Belli bir sanat eğitimi almadan sanatla ilgilenmeye başlayan Morellet, 1926’da Fransa’nın Cholet kentinde doğdu. 1950’de ilk kişisel sergisini Paris’te açan sanatçı, o yıllarda tartışılmaya başlanan “L’Art Contret” akımının öncü sanatçılarından biri olarak çalışmalarını her türlü duygusallık, dışavurumculuktan uzak “sistemler” üzerinde geliştirdi. Geometrik soyutlamayı farklı araştırmalarının odağına yerleştiren Morellet, 1960-68 arasında GRAV grubu üyelerinden biri olarak, yalın formlar üzerine yoğunlaştı.

Çizgilerini 1962’den itibaren mekânlara taşıyarak o yıllarda ‘intervension’, günümüzde ise ‘installation’ olarak isimlendirilen üç boyutlu çalışmalarına başlayan sanatçı, ‘meşhur’ neonlu (1962), geçici siyah bandlı (1968) işlerine o sırada başladı.

Mayıs 1968 hareketi, aynı zamanda sanat ortamını da derinden etkileyerek, görsel araştırmaların, politik, sosyal, ekonomik içerikli olması gerektiğini savunduğunda, yeni bir estetik anlayışın kapılarını aralıyordu. Morellet ise o sırada, geometrinin dekoratif ve kendisini durmadan tekrar eden boyutunu zaten çoktan aşmıştı. Kendine özgü espri anlayışıyla geometrinin ortodoksluğunu etkileyici deneylerle aşan Morellet, 1980 ve 1990’lı yıllarda izleyicilere, hem düşünebilecekleri, hem de keyif alabileceği bir “sistemler dünyası” sunmayı başarmıştı.

1994 MSG katalog yazısı nedeniyle tanıştığım François ile yakınlaşmam, daha sonra Almanya, Avusturya ve Hollanda’da müzelerindeki ortak etkinliklerimiz nedeniyle gelişti. Sanatı, geometri, sistemler ve rakamlar gibi ölçülebilen değerler üzerine kurulu olmasına rağmen, izleyicinin düş gücüne yeni enerjiler taşıyan “tuhaf bir mizah” anlayışı üzerine kuruluydu. Çizgi, form, renk gibi elemanları “sanatsal çerçeveden” çıkarıp, insanın kendi doğasına, dünyasına sokarken François kara mizahın tüm elemanlarını kullanarak, pek az sanatçının başarabildiği “görsel rahatlamayı” devreye sokuyordu.

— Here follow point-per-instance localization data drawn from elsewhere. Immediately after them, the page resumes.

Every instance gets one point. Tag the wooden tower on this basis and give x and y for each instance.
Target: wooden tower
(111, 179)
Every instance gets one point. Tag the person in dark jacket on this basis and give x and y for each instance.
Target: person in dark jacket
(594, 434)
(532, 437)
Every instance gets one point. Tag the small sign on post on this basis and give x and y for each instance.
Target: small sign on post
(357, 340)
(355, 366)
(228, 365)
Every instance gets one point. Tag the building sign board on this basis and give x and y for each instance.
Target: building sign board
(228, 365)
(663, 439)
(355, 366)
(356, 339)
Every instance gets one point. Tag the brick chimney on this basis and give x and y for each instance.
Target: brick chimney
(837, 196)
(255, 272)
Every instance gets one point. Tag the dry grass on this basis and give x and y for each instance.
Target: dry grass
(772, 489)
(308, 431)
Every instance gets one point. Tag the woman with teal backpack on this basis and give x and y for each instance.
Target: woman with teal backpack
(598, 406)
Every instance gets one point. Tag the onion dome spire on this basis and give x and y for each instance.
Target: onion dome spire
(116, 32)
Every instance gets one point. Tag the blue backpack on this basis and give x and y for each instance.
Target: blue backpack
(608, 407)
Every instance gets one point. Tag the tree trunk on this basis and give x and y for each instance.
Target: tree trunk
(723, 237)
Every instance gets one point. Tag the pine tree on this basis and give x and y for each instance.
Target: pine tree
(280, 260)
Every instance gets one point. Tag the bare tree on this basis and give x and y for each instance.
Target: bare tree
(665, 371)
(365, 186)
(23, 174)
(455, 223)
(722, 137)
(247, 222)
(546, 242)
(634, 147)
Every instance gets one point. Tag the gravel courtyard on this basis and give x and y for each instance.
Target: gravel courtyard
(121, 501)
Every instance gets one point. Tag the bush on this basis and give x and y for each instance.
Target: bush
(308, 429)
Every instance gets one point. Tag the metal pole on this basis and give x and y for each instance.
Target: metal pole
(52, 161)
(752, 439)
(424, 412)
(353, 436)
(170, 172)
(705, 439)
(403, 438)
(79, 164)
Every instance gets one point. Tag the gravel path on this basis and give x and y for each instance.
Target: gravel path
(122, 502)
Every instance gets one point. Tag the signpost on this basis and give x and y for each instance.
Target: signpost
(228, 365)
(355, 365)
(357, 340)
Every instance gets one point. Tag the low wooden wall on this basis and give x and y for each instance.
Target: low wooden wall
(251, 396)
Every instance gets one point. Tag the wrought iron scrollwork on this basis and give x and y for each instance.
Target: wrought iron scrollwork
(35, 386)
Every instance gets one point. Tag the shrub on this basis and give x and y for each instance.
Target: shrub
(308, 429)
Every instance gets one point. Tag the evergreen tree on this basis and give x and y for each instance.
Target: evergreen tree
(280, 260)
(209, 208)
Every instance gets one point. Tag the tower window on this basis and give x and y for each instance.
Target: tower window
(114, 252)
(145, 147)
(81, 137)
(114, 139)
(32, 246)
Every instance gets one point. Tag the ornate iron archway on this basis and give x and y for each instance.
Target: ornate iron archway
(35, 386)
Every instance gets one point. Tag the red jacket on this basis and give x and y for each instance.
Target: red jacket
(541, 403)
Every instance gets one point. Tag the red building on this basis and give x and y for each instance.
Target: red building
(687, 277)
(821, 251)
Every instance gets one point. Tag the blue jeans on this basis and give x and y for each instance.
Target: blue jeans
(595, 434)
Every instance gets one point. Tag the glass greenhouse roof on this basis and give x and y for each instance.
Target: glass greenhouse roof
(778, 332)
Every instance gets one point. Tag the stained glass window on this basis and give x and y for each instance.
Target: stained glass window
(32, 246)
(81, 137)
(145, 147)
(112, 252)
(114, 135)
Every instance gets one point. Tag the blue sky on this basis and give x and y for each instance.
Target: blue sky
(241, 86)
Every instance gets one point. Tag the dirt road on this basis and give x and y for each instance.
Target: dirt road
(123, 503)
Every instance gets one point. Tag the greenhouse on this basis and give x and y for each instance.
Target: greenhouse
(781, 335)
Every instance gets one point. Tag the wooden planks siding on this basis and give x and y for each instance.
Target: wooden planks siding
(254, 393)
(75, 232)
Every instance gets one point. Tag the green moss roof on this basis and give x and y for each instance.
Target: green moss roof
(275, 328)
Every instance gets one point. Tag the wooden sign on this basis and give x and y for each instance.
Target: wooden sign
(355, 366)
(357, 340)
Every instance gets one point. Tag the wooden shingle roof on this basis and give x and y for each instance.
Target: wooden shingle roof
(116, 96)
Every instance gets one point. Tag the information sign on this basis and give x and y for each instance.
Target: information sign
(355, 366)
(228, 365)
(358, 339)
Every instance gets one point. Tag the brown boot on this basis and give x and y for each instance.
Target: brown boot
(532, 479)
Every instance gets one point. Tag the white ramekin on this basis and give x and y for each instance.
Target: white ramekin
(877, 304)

Neon malzemesini kullanarak geliştirdiği çalışmalarıyla halka açık alanlarda mimarinin detay fetişmine karşı çıkan deneylere giren François, ‘elektriğin ışığı’ olarak tanımladığı bu malzemeyi, hafifliği ve yalınlığı nedeniyle çok seviyordu. 2012’de Cholet’de kendisini ziyaret ettiğimde, bilgisayarların yaratıcı özelliklerinin sanatçıların çalışmalarını sollayacağını söylüyordu. Doksan yaşına merdiven dayamış bir sanatçıdan bu sözleri duyduğumda şaşırmıştım, kendimi tutamayarak, herhalde espri yapıyorsun dediğimde, tüm ciddiyetiyle “dijital devrimlerin sanatın ve hayatın tüm tozunu silip süreceğini, kendimizi dijital orjilere” hazırlamamız gerektiğini” söyledi. Benim fukara Fransızcamla gırgır geçmeyi sevdiği için ne demek “dijital orji” diye sorunca, büyük bir ciddiyetle yarım saati geçen bir açıklama yaptı.

François Morellet, sistemleri yaratan insanın, bu sistemlerin kölesi olmaması gerektiğini savunurken, hayatın gerçeklerinin üzerine farklı gerçekler yüklemenin hatalı olacağını düşünüyordu. Sanat eserleriyle “anlamların yükünü” kaldırıp, kara mizahın gücünü, neon ışığının büyüsüyle birleştirmeyi başaran sanatçıyı hiç unutmayacağız.